A Hope and Peace to End All Hope and Peace explores the cause and effect of arbitrary lines drawn by foreign powers in their fight to control the “Middle East.” It is an exploration anchored in Rushdi Anwar’s personal experiences and reflections as an indigenous member of Kurdistan, one of the world’s oldest and largest stateless nations.
An avid archivist of political intrigue and its popular souvenir, Rushdi’s artworks are history lessons unlike any sanctioned textbook. His practice focuses on particular historical occurrence, used as lens to extrapolate a broader geopolitical history of recurring violence not only across the “Middle East,” but similarly suffered by countless enforced migrants of conflict globally today.
Three key subjects are central to this solo show. Firstly, the “Sykes-Picot Agreement” of 1916, a colonial document designed by Britain and France that senselessly divided this “Middle East” into a continuing oil-fuelled chaos. Secondly, the human agents that History debates as the champions of Kurdish sovereignty: from Ezidi Mirza (1600-1651), a Yazidis military hero who challenged the Ottoman Empire; Sheikh Mahmud Barzanji (1878-1956), a much-loved “King” and bane of the British Empire’s desire to control Kurdish territory; to Hoshyar Byawelaiy, a Kurd committed to the single-handed demining of Kurdish land today. Thirdly, the mimicry of colonial methodologies of terror—from British propaganda to Saddam Hussein to ISIS campaigns—a landscape suffering mass displacement and destruction that continues to be ravaged by proxy wars and religious extremism.
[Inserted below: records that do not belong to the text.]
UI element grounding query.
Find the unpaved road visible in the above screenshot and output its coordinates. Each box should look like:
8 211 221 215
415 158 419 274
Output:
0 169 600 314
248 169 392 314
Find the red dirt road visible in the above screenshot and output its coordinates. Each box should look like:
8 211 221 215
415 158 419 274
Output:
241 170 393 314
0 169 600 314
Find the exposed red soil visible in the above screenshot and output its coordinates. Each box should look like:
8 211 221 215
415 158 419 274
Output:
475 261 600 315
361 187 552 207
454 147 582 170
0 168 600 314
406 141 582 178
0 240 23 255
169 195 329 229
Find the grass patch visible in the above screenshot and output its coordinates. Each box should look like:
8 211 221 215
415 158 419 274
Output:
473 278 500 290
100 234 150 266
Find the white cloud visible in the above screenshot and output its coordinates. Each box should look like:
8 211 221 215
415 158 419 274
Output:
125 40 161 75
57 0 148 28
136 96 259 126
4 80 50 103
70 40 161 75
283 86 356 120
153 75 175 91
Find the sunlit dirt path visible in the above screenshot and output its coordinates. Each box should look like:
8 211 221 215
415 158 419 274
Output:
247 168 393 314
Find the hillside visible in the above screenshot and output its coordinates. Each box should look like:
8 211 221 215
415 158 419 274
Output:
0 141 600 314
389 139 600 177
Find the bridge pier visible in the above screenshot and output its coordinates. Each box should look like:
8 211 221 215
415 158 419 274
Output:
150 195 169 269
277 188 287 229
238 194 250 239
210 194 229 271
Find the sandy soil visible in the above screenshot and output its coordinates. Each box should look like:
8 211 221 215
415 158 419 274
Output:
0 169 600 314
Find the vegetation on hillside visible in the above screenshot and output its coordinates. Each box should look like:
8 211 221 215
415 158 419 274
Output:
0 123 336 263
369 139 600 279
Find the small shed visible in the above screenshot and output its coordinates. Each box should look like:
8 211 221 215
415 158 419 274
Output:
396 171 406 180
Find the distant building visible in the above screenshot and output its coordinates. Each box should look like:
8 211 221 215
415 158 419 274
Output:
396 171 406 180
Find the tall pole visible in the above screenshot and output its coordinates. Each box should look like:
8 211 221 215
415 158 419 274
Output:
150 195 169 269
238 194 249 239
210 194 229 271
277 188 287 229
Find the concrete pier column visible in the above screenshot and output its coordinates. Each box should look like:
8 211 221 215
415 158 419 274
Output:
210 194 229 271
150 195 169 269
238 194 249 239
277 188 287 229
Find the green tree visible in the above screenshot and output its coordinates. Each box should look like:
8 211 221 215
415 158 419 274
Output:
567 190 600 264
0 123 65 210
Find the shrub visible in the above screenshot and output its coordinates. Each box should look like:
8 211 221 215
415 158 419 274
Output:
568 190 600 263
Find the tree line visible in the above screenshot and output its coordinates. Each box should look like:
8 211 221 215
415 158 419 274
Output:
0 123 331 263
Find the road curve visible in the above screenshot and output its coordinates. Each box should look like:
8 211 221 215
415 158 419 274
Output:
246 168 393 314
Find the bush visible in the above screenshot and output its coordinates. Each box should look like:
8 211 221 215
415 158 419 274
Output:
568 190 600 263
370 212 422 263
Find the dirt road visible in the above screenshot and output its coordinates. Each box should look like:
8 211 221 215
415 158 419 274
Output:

The sculptures, installations, sounds and moving images in this exhibition investigate these occurrences, embracing such materials as hand-woven rugs, archival photographs and historical texts, brass masonry, colonial carpentry, hand-touched prints, molten-bomb utensils, filmic documentary, historical radio propaganda and more.
The exhibition focuses on the plight of the “Middle East,” understanding the colonial mechanizations that have shaped its current condition are parallel to the history of Southeast Asia, a region that continues to endure the ramifications of the Colonial Empire and its desire to divide, conquer and exploit.